# Clone Me 🧑


*Personal AI Clone Creation using DeepSeek and Unsloth*


This notebook demonstrates how to fine-tune the `DeepSeek-R1-Distill-Llama-8B` model using the Unsloth library. The model is optimized for faster, lightweight training and inference, making it a great candidate for experimentation on systems with minimal resources (like Colab). The training uses Complex CoT (Chain of Thought) reasoning and personal data to fine-tune the model for personalized outputs.
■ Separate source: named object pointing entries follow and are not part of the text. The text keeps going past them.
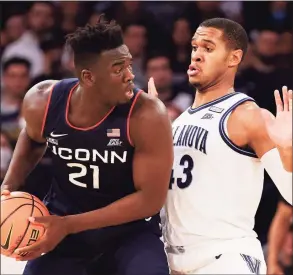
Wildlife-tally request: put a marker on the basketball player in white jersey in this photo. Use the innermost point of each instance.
(222, 145)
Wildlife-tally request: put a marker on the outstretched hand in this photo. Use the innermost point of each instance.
(279, 128)
(152, 88)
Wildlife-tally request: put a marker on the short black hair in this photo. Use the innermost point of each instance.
(90, 41)
(16, 61)
(233, 32)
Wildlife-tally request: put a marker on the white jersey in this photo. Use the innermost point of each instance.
(215, 187)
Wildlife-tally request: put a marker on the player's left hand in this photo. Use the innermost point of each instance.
(279, 128)
(55, 232)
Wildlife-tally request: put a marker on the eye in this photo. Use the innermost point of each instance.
(118, 71)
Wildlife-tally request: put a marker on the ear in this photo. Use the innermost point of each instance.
(87, 77)
(235, 58)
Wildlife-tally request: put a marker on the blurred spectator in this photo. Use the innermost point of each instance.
(135, 37)
(279, 18)
(173, 112)
(158, 66)
(263, 75)
(15, 82)
(280, 241)
(285, 50)
(232, 10)
(126, 12)
(40, 20)
(14, 27)
(180, 49)
(198, 11)
(6, 154)
(52, 48)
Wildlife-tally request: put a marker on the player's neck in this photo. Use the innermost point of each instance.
(210, 94)
(89, 101)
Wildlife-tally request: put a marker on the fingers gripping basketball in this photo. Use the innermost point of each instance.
(16, 230)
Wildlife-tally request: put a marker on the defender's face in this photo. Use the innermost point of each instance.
(114, 72)
(208, 58)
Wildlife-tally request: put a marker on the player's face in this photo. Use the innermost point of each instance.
(209, 58)
(114, 73)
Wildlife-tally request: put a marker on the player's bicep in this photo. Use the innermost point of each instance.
(34, 109)
(153, 158)
(258, 137)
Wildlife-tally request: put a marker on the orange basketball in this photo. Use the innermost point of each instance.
(16, 230)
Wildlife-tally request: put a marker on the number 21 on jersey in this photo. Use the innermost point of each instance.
(83, 171)
(186, 163)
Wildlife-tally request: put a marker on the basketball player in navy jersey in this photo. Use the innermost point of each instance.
(221, 146)
(112, 153)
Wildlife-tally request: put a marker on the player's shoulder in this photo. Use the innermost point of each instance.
(148, 105)
(37, 97)
(250, 116)
(39, 92)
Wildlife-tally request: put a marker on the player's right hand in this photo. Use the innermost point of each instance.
(274, 269)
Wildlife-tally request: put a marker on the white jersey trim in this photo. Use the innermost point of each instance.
(247, 152)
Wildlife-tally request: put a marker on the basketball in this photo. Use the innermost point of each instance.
(16, 230)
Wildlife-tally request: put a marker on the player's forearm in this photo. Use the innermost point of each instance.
(25, 157)
(277, 233)
(130, 208)
(286, 157)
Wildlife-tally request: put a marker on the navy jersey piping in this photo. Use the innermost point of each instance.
(216, 101)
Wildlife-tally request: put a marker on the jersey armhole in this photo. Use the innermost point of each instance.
(224, 131)
(46, 110)
(128, 118)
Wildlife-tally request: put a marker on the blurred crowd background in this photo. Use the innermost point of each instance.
(158, 35)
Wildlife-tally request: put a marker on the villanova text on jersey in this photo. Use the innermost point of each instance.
(190, 136)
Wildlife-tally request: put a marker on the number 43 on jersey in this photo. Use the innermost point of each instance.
(187, 164)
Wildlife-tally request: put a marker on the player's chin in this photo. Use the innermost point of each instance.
(194, 81)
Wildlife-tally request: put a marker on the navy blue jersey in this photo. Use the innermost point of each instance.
(92, 167)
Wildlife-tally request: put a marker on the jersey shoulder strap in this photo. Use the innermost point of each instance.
(233, 103)
(57, 101)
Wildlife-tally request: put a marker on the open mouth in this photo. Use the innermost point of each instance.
(192, 71)
(129, 93)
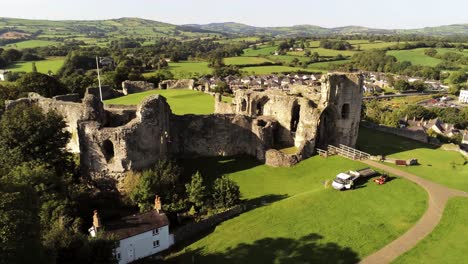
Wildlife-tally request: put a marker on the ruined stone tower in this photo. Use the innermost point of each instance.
(112, 140)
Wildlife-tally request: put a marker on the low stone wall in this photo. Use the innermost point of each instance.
(193, 229)
(276, 158)
(107, 92)
(402, 132)
(129, 87)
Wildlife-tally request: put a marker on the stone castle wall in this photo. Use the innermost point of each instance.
(115, 139)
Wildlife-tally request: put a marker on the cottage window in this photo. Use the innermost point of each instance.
(155, 243)
(155, 231)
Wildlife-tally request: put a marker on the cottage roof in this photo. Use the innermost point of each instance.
(136, 224)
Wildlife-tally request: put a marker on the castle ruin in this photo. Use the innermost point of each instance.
(114, 139)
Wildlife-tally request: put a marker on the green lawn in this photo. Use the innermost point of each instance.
(259, 70)
(182, 101)
(43, 66)
(32, 44)
(245, 60)
(448, 168)
(448, 242)
(415, 56)
(297, 220)
(261, 50)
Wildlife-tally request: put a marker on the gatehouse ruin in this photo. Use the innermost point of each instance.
(115, 139)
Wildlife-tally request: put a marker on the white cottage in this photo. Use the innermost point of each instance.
(3, 74)
(463, 98)
(139, 235)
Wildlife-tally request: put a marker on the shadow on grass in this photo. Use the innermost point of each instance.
(212, 168)
(307, 249)
(250, 204)
(378, 143)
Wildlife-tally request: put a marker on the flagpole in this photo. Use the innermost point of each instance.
(99, 79)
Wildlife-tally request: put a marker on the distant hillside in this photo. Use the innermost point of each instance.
(100, 32)
(96, 30)
(307, 30)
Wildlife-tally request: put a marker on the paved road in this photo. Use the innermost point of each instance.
(438, 197)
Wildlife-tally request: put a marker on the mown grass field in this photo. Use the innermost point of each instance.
(297, 220)
(32, 44)
(245, 60)
(448, 242)
(448, 168)
(52, 63)
(259, 51)
(182, 101)
(187, 69)
(415, 56)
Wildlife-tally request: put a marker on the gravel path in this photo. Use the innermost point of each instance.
(438, 197)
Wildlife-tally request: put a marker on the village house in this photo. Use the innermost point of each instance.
(139, 235)
(463, 98)
(3, 74)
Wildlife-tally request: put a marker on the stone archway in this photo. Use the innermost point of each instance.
(326, 131)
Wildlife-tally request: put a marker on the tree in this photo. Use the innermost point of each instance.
(42, 84)
(19, 225)
(34, 68)
(402, 85)
(430, 52)
(225, 193)
(162, 180)
(196, 190)
(419, 86)
(27, 134)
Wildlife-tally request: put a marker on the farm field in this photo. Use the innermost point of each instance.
(323, 66)
(31, 44)
(447, 243)
(261, 50)
(260, 70)
(52, 63)
(415, 56)
(182, 101)
(448, 168)
(297, 220)
(186, 69)
(245, 60)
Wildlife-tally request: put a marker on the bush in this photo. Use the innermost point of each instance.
(226, 193)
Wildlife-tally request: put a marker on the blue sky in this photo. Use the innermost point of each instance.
(327, 13)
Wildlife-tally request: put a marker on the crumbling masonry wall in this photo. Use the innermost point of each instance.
(115, 139)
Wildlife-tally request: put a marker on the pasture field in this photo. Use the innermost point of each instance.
(245, 60)
(32, 44)
(182, 101)
(186, 69)
(375, 45)
(52, 63)
(323, 66)
(447, 243)
(294, 219)
(448, 168)
(260, 70)
(264, 50)
(415, 56)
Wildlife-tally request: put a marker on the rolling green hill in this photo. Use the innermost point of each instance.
(92, 30)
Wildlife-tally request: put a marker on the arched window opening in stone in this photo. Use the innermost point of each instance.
(295, 116)
(259, 109)
(243, 105)
(345, 111)
(108, 150)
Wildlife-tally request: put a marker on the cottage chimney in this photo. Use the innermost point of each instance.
(96, 220)
(157, 204)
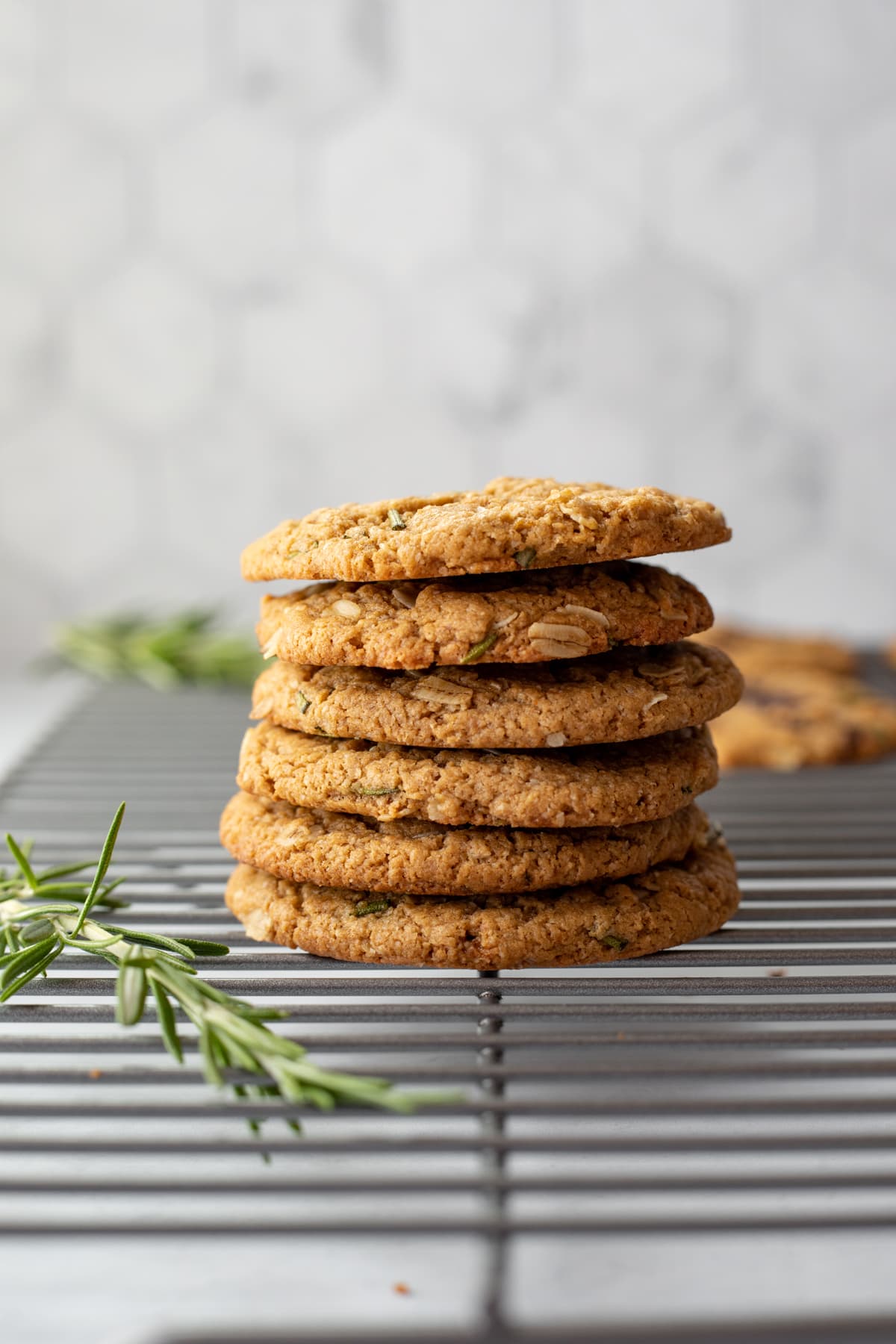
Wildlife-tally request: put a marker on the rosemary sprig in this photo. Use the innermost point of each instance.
(45, 914)
(183, 648)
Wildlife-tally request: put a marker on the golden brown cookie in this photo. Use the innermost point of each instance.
(615, 921)
(425, 858)
(547, 615)
(615, 697)
(511, 524)
(765, 651)
(793, 718)
(609, 785)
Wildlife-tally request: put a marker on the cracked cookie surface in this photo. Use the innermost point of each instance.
(617, 697)
(512, 524)
(600, 922)
(332, 848)
(608, 785)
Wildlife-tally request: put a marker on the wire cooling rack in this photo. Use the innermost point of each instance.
(736, 1092)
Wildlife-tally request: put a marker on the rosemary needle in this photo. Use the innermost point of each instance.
(181, 650)
(45, 914)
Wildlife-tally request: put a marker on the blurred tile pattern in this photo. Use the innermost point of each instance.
(264, 255)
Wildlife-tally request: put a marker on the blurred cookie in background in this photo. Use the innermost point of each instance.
(762, 651)
(803, 705)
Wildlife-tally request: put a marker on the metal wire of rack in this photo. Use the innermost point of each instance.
(744, 1085)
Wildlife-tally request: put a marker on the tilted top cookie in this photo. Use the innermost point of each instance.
(512, 524)
(579, 927)
(615, 697)
(563, 613)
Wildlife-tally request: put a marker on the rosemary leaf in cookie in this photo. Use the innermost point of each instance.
(481, 648)
(615, 942)
(376, 906)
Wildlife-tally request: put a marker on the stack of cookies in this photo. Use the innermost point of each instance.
(484, 734)
(805, 703)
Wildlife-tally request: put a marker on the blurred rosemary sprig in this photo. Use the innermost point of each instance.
(45, 914)
(180, 650)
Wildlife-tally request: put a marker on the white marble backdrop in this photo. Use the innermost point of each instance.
(264, 255)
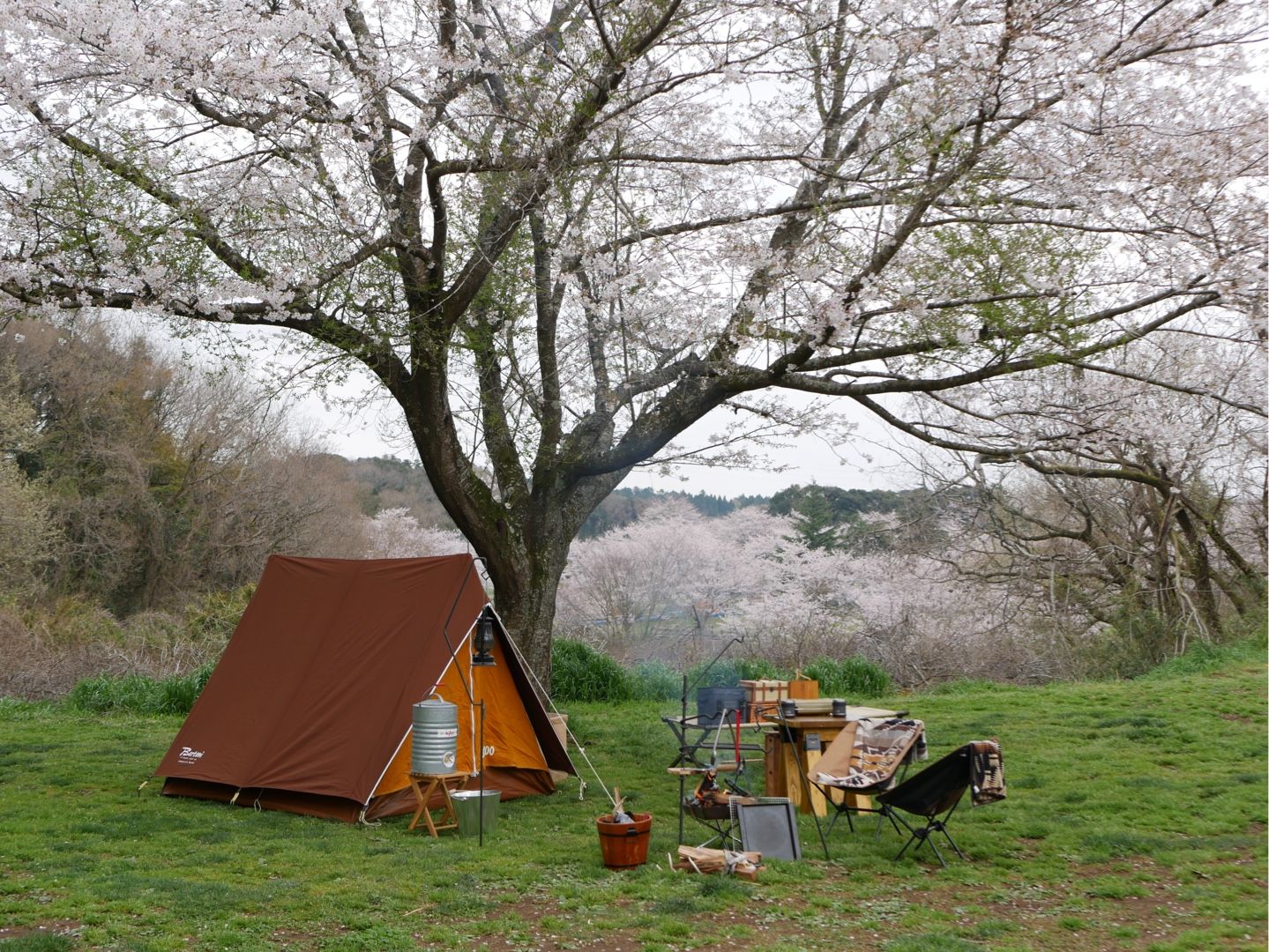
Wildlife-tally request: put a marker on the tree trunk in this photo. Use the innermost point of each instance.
(526, 599)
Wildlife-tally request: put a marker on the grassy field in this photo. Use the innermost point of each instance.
(1135, 821)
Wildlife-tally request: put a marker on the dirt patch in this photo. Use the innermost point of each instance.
(55, 926)
(1055, 917)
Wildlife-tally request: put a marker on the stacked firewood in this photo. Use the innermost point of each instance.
(733, 862)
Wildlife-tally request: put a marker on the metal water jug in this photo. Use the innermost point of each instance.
(434, 737)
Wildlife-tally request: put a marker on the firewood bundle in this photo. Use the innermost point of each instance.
(707, 861)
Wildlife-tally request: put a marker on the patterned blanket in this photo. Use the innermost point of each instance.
(986, 772)
(879, 748)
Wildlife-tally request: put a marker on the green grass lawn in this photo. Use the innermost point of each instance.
(1135, 821)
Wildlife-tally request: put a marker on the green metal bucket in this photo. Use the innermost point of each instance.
(467, 809)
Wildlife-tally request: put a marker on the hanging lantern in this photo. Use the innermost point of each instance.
(482, 644)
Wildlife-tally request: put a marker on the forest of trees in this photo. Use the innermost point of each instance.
(560, 236)
(138, 501)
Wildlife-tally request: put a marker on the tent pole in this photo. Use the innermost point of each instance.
(481, 836)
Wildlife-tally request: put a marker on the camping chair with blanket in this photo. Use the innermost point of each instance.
(937, 792)
(863, 760)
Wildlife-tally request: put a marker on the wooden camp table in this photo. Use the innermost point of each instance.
(445, 784)
(787, 755)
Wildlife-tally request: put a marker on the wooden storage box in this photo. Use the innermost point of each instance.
(762, 697)
(803, 688)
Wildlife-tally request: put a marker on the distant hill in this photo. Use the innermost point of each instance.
(386, 483)
(390, 483)
(627, 505)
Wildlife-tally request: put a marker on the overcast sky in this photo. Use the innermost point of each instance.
(864, 462)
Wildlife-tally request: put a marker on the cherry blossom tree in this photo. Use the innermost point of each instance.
(558, 234)
(1138, 498)
(395, 534)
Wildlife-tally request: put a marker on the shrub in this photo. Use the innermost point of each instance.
(847, 679)
(581, 673)
(214, 615)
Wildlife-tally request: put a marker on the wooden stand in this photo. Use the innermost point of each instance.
(445, 784)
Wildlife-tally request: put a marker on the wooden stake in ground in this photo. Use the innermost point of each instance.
(703, 859)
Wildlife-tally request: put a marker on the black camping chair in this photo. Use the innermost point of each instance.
(936, 792)
(859, 771)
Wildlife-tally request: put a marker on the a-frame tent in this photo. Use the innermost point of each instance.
(310, 706)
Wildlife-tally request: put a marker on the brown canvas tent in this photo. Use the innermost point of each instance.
(310, 708)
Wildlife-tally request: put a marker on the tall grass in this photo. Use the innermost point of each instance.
(138, 694)
(581, 673)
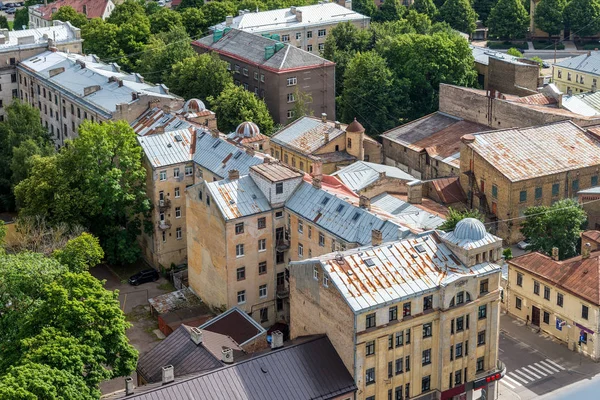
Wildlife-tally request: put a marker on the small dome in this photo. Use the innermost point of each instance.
(247, 129)
(470, 229)
(194, 105)
(355, 127)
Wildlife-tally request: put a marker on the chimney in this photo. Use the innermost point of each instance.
(227, 355)
(196, 335)
(276, 340)
(128, 386)
(555, 253)
(376, 237)
(168, 374)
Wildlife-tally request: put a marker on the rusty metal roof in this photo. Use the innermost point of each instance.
(527, 153)
(395, 271)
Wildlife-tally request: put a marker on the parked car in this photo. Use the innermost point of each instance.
(147, 275)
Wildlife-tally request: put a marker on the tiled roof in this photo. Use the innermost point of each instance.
(526, 153)
(361, 174)
(371, 276)
(580, 277)
(251, 48)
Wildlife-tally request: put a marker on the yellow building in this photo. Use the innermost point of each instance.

It uses a strategy called "distillation," where a smaller model (Llama 3.1 8B) is trained on complex DeepSeek-R1 data to replicate its behavior, without the overhead of the larger LLM.

### Key Features
1. **Model Distillation:** The model is based on distillation from Llama architecture. Basically, take the fancy reasoning from DeepSeek-R1, and shove it into LLama.
2. **4-bit Quantization:** Efficient resource usage with minimal loss in performance.
3. **Integration with Weights & Biases:** Monitor training metrics in real time.

## Important❗

This notebook requires some training data. In order to clone yourself, check out the supplementary project.
* [Clone Me Website](https://clone-me-peach.vercel.app/)
* GitHub [tdfacer/clone-me](https://github.com/tdfacer/clone-me)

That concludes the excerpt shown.